Alargarmento da rede de cuidados continuados

"O primeiro-ministro anunciou a antecipação em um ano, para 2009, da meta de ter 8200 camas na rede de cuidados continuados e o reforço de 250 novos médicos especialistas em medicina geral e familiar." [in JN]

Trata-se de uma boa notícia, em especial para os idosos, que têm de conviver com a infelicidade das suas doenças crónicas, num país em que uma elevadíssima percentagem dos mesmos aufere de reformas que se situam no limiar da pobreza, cujo rendimento mensal, por vezes não chega para comer, porque a sua saúde depende de uma panóplia de medicamentos cujo preço (pouco comparticipado pelo governo central) se encontra inflacionado pelo lobby da indústria farmacêutica. Por que estamos a falar de uma faixa etária esquecida (muitas vezes pelos própios familiares), abandonada, desrespeitada e acima de tudo desperdiçada (os velhos podem ensinar-nos tantas coisas).

Por que as doenças crónicas agudizam e levam milhares todos os dias às urgências e aos internamentos hospitalares, e depois de uns dias ou semanas de tratamento, a levar com o mau feitio dos médicos, dos enfermeiros, etc; a situação finalmente estabiliza e dá-se a alta clínica, mas, muitas vezes ficam sequelas ou limitações que os incapacitam para tarefas tão básicas como cuidar da sua higiene, mobilizar-se, comer, seguir correctamente o plano terapêutico, etc. Actividades essas, que realizavam sem dificuldade, até ao dia em que foram parar às urgências.

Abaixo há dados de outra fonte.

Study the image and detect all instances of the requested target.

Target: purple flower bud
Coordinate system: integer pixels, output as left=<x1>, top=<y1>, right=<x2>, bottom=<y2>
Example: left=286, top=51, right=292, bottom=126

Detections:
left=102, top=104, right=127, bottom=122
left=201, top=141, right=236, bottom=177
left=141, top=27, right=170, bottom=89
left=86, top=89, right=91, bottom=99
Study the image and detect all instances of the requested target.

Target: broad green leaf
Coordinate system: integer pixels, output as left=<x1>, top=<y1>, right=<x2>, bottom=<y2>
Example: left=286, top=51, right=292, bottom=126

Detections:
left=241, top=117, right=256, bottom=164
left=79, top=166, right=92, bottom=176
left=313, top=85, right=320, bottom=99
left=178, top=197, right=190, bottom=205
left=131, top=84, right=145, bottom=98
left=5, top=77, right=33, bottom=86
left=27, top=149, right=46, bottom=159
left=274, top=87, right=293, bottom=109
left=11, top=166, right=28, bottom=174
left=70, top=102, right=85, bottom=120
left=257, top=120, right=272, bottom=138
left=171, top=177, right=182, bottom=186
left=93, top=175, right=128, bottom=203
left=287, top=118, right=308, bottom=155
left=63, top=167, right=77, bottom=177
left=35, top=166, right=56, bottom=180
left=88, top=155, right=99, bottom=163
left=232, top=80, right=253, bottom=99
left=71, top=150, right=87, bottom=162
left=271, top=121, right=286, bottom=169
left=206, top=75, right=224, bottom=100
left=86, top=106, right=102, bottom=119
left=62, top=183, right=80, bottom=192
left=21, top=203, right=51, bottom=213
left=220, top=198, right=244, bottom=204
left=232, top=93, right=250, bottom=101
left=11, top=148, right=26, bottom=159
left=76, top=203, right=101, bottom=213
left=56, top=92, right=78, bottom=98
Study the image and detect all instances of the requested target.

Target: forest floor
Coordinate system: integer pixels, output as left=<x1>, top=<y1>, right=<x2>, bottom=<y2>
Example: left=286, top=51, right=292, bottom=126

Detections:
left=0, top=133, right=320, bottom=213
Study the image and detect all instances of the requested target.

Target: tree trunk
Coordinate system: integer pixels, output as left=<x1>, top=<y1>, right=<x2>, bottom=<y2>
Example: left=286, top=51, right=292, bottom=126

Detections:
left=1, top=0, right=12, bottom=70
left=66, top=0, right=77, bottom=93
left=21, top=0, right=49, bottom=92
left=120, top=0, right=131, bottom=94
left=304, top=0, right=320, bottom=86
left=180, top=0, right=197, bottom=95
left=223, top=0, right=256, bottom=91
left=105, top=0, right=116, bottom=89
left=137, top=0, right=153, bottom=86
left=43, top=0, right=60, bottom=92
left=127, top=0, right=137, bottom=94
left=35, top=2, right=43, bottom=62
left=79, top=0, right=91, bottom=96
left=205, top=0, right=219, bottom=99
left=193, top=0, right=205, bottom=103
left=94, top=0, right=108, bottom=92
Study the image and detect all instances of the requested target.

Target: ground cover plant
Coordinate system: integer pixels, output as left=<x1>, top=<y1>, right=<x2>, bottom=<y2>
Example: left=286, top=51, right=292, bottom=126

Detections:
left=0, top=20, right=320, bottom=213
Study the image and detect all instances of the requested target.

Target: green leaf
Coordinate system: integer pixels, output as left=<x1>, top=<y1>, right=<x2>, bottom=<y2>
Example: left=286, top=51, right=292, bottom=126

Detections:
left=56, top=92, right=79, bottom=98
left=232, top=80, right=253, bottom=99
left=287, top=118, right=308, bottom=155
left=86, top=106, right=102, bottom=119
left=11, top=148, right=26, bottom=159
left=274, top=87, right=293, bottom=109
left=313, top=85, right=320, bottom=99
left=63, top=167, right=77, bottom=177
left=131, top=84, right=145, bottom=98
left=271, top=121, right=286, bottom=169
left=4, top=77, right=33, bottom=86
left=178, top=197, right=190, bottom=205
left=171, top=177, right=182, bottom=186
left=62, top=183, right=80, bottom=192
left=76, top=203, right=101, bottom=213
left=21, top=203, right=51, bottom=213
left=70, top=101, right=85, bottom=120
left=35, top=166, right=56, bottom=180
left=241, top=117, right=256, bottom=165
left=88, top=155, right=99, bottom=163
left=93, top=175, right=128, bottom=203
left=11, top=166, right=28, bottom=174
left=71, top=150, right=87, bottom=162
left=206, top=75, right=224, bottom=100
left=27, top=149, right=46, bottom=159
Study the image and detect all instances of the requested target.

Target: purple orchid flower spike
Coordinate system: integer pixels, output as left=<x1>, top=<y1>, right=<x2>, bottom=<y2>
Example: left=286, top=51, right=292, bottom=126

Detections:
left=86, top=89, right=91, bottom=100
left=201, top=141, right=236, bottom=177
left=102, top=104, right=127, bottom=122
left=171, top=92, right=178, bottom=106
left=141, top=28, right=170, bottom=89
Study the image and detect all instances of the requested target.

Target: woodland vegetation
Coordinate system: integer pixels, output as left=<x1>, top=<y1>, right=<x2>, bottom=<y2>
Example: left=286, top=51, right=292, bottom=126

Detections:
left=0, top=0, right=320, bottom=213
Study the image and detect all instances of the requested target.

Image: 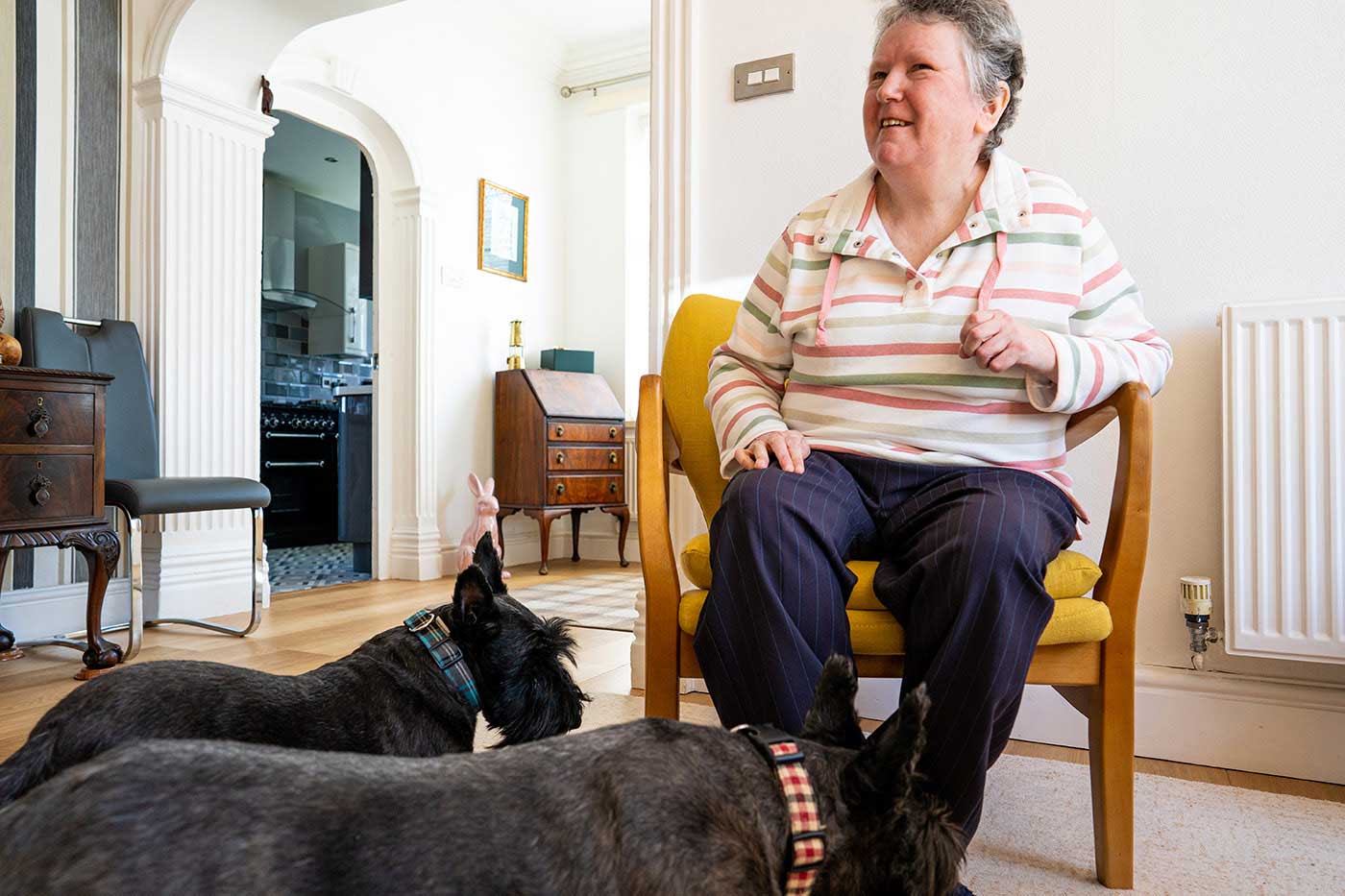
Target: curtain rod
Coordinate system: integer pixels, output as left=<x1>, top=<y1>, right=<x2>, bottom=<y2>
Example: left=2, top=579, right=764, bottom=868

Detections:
left=561, top=71, right=649, bottom=100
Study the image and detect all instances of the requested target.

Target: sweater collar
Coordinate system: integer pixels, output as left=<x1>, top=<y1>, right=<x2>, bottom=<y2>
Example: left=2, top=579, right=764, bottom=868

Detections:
left=813, top=150, right=1032, bottom=262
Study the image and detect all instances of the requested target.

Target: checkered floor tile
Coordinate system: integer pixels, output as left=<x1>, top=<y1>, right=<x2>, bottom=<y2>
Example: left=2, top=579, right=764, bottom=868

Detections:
left=508, top=571, right=645, bottom=631
left=266, top=544, right=369, bottom=594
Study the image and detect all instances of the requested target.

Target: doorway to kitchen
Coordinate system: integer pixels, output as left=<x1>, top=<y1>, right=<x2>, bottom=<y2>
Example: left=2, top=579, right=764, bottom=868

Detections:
left=259, top=111, right=377, bottom=593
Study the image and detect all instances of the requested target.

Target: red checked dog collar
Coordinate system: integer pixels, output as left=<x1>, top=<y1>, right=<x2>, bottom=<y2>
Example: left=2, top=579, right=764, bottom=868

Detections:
left=733, top=725, right=827, bottom=896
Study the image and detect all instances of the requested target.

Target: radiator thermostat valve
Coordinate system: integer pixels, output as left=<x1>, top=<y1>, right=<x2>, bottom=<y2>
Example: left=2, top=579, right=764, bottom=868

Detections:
left=1181, top=576, right=1218, bottom=668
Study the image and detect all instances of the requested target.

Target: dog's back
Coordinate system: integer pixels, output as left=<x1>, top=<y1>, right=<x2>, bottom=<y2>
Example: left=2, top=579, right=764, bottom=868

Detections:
left=0, top=642, right=474, bottom=806
left=0, top=719, right=786, bottom=895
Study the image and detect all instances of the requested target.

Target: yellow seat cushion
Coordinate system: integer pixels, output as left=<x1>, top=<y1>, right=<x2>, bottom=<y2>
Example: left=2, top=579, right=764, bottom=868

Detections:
left=676, top=591, right=1111, bottom=657
left=682, top=536, right=1102, bottom=612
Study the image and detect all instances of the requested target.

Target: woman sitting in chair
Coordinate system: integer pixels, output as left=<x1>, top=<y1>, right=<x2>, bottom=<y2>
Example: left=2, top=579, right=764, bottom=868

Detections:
left=696, top=0, right=1171, bottom=836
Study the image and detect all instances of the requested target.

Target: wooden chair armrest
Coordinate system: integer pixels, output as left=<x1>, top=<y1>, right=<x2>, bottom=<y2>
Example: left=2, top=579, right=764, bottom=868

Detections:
left=1081, top=382, right=1153, bottom=643
left=635, top=374, right=680, bottom=718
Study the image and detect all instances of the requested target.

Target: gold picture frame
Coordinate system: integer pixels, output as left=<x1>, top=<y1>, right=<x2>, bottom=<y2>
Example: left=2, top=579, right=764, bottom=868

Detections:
left=477, top=178, right=528, bottom=281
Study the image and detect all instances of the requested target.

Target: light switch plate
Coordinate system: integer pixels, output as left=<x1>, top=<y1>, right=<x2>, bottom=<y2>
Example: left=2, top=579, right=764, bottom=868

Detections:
left=733, top=53, right=794, bottom=101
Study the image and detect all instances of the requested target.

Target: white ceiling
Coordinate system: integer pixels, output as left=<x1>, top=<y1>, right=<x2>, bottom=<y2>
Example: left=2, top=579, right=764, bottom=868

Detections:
left=262, top=111, right=359, bottom=211
left=489, top=0, right=649, bottom=60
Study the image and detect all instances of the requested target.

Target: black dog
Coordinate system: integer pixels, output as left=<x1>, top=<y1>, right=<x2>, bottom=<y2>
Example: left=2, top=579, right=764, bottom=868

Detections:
left=0, top=658, right=963, bottom=896
left=0, top=537, right=588, bottom=806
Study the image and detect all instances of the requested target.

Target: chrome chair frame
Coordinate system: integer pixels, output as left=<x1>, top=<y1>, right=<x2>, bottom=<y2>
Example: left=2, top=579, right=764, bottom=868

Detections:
left=104, top=502, right=265, bottom=662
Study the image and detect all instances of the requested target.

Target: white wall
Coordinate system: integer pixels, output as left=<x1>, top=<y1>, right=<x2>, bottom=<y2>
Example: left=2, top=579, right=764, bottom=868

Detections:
left=693, top=0, right=1345, bottom=682
left=0, top=0, right=16, bottom=340
left=561, top=95, right=632, bottom=408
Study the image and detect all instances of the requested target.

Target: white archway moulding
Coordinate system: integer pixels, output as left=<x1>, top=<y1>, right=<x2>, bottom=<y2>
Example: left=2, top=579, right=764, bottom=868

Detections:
left=127, top=0, right=441, bottom=615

Por que estas almas foram relegadas à solidão (os filhos e os netos ou emigraram ou estão na cidade, ou simplesmente não querem saber deles), e não têm ninguém que os ajude ou que tome conta deles no domicílio. Por vezes a família que devia procurar apoio e apoiar, só complica. É muito frequente atribuirem a culpa da situação aos próprios profissionais de saúde em frases do tipo: "eu quando trouxe a minha mãe prá urgência ela falava, andava e fazia tudo em casa. Ela agora não anda, não fala, caga-se e mija-se toda, não se mexe, parece um vegetal. Mas afinal ela veio para o hospital e ainda sai daqui pior!? A culpa é vossa! (profissionais de saúde). A minha mãe só sai daqui quando voltar a andar, a falar..."

E é isto, a pobre coitada sofreu um AVC (acidente vascular cerebral) e a família diz que a culpa é do hospital, porque muito boa gente não consegue aceitar o envelhecimento, a doença e a morte, nem em si prórpios nem nos seus familiares.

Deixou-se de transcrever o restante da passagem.